May 19, 2016

Top intelligence olfficial admits failure in Middle East

The Hill

The top U.S. intelligence official is running out of options to bring peace to war-ravaged parts of the Middle East.

“I don’t have an answer,” Director of National Intelligence James Clapper said in an interview with Washington Post columnist David Ignatius.

“The U.S. can’t fix it. The fundamental issues they have — the large population bulge of disaffected young males, ungoverned spaces, economic challenges and the availability of weapons — won’t go away for a long time.”

Even if armed forces are able to root out al Qaeda, the Islamic State in Iraq and Syria (ISIS) and other extremist groups in Iraq and Syria, the area will “be in a perpetual state of suppression for a long time,” Clapper added.
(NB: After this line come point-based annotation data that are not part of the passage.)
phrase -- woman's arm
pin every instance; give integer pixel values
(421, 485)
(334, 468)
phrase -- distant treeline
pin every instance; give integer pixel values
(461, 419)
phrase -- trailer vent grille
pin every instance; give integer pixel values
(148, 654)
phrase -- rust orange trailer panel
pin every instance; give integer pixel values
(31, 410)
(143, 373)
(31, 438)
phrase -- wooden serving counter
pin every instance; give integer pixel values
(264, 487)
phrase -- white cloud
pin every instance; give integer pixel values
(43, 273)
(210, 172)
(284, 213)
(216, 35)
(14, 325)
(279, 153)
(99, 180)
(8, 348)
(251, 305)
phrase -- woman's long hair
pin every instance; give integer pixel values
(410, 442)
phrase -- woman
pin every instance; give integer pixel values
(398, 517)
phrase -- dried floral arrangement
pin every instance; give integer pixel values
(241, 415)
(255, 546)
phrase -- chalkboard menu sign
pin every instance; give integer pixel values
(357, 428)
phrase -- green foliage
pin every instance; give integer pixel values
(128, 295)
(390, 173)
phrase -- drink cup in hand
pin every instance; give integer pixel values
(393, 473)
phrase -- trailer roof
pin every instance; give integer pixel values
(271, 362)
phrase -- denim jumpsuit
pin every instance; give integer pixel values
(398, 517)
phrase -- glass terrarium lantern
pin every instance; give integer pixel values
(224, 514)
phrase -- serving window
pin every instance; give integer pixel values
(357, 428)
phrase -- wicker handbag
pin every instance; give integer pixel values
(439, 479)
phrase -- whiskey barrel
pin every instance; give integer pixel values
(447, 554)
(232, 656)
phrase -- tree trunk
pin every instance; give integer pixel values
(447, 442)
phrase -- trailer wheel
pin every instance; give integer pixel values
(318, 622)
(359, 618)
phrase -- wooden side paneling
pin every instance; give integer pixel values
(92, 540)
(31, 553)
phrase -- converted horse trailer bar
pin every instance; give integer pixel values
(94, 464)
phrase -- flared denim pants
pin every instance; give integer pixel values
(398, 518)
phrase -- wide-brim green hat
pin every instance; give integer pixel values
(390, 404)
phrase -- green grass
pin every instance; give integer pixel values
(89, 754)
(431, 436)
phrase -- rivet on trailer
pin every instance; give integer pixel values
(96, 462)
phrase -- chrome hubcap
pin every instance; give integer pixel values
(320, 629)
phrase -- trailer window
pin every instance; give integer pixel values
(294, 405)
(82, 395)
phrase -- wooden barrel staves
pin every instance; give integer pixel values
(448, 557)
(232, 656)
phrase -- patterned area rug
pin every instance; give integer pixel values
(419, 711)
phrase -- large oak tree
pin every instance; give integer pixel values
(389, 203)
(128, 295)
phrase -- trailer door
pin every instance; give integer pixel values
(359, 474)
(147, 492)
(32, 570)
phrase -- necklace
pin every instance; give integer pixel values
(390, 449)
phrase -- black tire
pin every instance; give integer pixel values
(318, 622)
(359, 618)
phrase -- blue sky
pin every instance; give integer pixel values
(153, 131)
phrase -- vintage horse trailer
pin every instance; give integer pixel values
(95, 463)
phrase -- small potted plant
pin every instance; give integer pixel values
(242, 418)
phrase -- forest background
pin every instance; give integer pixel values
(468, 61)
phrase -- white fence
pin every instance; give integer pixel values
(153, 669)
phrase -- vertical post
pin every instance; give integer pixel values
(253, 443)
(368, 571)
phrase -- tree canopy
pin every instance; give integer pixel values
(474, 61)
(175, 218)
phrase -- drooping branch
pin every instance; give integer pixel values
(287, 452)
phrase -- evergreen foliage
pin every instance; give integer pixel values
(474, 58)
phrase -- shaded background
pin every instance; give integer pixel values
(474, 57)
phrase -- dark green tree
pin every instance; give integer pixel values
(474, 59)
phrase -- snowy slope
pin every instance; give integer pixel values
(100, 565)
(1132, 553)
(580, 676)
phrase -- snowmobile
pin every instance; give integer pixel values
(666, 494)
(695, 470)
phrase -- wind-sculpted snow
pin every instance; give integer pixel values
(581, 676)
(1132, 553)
The comments are among the most pessimistic about the Middle East’s future from the nation’s top spy and reflect growing conviction within the administration that the protracted instability will outlast President Obama’s time in office.

2 comments:

Greg Gerritt said...

The only sane thign the US can do is pull all US personnel out of the middle east nad stop breaking things.

Anonymous said...

Obama had a chance to act on the lessons of history when he came Into office. He chose to muddle along in his own version of Vietnam. If only he had the vision of Richard Nixon.